Last week I mentioned an odd term, p-value, which is commonly used in deciding whether your results are worth mentioning to your colleagues and the public. Of course it has a strict and narrow meaning, and of course that meaning is abused and misinterpreted in discussions about science.

Let's say you're performing an experiment: a pregnancy test. The box claims 95% accuracy, and if you read the fine print it's referring to a p-value of 5%. You take the test and...it's positive! So are you really pregnant, or not?

Unfortunately your urgent question hasn't yet been answered. A p-value compares the hypothesis you're testing ("I'm pregnant") to what's called a null hypothesis (in this case, "no baby"), and a p-value of 5% says that if you were *not* pregnant, there would only be a 5% chance that the test would return a positive result.

You might be tempted to flip this around and state that there's a 95% chance you're actually pregnant, but you would be committing an egregious statistical sin - and this is the same sin committed wittingly or unwittingly by science communicators and sometimes scientists themselves.

Here's the problem: what if you're male? The test can still say you might have a baby, because it's not answering the question "Am I pregnant?" but rather "If I'm not pregnant, what are the chances of the test returning a positive result?" It's a low number - 5% - but not zero. Thus males can still get a positive result despite never being pregnant.

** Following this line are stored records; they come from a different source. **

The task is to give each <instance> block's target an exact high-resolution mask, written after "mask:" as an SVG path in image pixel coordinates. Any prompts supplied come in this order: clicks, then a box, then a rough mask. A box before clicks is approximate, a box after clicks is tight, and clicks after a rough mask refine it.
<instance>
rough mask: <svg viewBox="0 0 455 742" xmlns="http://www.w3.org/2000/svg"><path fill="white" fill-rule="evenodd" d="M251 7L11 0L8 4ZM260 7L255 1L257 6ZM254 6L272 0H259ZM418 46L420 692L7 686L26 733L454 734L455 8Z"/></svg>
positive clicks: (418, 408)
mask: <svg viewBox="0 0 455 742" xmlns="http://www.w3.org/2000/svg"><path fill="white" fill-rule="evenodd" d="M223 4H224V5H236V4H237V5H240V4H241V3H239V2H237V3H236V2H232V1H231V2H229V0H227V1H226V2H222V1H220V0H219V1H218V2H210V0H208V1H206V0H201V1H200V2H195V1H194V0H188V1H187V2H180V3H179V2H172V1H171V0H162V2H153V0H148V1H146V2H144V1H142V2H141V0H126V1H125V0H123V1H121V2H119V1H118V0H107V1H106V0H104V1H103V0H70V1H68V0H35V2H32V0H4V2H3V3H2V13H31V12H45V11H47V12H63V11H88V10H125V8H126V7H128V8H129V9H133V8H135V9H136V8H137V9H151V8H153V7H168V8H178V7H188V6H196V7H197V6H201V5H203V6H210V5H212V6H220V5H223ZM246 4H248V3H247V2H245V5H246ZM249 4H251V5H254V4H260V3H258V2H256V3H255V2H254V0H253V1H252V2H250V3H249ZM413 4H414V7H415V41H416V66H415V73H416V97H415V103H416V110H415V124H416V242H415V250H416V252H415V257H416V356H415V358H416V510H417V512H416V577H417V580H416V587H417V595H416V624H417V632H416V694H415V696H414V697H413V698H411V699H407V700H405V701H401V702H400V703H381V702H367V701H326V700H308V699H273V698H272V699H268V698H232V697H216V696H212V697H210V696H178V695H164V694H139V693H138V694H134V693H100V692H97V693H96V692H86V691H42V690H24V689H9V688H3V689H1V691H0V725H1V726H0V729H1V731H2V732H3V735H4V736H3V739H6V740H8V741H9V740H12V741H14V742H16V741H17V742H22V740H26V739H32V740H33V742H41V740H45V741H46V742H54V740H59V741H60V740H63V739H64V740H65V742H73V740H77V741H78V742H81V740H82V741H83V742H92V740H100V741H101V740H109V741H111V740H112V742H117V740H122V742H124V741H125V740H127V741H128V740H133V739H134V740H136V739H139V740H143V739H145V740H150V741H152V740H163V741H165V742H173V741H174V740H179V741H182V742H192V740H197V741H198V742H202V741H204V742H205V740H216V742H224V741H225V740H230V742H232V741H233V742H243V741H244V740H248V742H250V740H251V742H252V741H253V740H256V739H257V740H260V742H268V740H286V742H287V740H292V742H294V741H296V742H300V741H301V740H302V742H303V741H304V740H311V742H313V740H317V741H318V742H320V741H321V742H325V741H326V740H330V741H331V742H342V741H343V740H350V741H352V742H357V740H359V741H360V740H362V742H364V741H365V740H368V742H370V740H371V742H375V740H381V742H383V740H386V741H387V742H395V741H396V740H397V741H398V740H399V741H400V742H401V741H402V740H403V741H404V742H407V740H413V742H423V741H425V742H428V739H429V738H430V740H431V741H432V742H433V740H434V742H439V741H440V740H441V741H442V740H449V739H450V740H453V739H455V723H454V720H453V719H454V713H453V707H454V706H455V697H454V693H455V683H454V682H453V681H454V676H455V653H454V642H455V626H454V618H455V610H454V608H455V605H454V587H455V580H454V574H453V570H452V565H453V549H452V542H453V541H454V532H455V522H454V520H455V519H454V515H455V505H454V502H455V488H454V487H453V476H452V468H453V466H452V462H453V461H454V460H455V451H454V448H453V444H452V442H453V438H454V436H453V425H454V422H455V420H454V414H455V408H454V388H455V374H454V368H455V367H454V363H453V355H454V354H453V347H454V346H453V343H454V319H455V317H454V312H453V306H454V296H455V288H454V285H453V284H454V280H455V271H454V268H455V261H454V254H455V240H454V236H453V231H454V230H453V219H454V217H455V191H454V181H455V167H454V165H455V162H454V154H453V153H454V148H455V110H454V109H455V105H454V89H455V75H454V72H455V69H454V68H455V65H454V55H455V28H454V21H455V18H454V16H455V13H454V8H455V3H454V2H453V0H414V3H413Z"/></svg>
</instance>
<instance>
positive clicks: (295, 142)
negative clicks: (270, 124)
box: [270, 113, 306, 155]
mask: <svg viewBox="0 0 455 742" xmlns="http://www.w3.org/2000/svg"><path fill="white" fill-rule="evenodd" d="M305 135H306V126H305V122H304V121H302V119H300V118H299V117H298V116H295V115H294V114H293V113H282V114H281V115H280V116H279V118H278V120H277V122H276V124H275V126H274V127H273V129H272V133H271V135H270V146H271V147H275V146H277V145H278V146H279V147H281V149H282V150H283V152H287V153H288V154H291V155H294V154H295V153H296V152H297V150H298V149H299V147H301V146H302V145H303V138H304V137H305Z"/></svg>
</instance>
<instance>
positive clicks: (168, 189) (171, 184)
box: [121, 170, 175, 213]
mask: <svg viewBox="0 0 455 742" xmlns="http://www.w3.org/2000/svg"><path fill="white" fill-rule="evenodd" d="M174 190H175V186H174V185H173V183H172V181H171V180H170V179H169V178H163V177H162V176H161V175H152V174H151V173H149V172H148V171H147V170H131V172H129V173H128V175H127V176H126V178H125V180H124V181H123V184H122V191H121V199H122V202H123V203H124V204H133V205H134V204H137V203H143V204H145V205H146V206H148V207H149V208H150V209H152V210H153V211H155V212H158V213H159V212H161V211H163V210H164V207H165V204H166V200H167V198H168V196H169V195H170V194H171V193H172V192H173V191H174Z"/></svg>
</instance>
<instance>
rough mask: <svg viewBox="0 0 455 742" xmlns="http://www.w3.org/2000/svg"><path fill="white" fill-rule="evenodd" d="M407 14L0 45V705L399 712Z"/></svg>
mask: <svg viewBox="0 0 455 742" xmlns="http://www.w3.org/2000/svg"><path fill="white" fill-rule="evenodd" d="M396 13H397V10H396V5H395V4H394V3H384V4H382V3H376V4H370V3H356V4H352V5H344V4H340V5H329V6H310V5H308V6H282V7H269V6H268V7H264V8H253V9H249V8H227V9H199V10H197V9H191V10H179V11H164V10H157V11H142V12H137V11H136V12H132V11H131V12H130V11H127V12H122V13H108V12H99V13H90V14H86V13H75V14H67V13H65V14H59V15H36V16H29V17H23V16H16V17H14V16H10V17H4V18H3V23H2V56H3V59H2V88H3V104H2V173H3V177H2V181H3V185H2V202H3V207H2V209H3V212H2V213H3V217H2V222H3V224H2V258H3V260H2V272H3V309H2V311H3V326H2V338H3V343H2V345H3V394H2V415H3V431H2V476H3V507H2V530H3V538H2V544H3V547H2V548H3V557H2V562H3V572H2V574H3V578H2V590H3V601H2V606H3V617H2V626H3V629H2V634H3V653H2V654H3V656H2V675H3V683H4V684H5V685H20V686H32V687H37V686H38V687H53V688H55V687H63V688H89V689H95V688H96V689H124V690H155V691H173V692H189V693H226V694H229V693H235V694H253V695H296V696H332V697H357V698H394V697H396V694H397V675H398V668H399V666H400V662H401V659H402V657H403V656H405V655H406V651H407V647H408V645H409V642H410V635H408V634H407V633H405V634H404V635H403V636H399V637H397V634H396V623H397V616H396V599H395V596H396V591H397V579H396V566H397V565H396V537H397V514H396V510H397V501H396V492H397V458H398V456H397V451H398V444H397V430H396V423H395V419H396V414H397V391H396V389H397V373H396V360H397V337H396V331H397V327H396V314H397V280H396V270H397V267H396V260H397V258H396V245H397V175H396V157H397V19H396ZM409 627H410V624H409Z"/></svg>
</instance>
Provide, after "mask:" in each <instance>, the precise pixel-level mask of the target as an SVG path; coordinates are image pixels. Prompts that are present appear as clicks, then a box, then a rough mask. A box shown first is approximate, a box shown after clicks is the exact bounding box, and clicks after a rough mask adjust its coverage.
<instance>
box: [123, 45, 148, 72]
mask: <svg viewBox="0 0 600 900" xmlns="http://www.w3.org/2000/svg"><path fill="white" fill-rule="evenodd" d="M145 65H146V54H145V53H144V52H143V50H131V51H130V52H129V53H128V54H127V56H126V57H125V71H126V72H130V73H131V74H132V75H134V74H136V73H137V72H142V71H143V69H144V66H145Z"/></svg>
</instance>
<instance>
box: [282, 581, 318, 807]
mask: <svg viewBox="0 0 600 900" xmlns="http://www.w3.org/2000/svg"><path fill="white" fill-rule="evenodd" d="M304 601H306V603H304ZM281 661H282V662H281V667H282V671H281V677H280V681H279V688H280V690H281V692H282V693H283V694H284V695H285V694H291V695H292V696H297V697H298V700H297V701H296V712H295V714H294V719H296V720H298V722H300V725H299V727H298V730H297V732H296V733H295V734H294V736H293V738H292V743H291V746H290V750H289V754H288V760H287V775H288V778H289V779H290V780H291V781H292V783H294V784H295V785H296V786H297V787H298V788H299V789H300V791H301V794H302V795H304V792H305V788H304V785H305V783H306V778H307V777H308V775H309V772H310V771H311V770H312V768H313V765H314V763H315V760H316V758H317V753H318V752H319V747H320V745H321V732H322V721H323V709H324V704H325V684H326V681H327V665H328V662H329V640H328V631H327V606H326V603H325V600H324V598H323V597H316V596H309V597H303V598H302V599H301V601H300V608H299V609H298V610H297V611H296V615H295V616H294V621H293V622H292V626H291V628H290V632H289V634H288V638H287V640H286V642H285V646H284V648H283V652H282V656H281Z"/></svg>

The p-value by itself was only ever intended to be a "let's keep digging" guidepost, not a threshold for believability. To answer the question you actually want answered, you have to fold in prior knowledge. Combined with a low p-value, a healthy female of reproductive age can begin to conclude that there might be a baby on the way. A male...not so much. In either case, the p-value alone wasn't enough, and announcements based solely on that number need to be viewed suspiciously.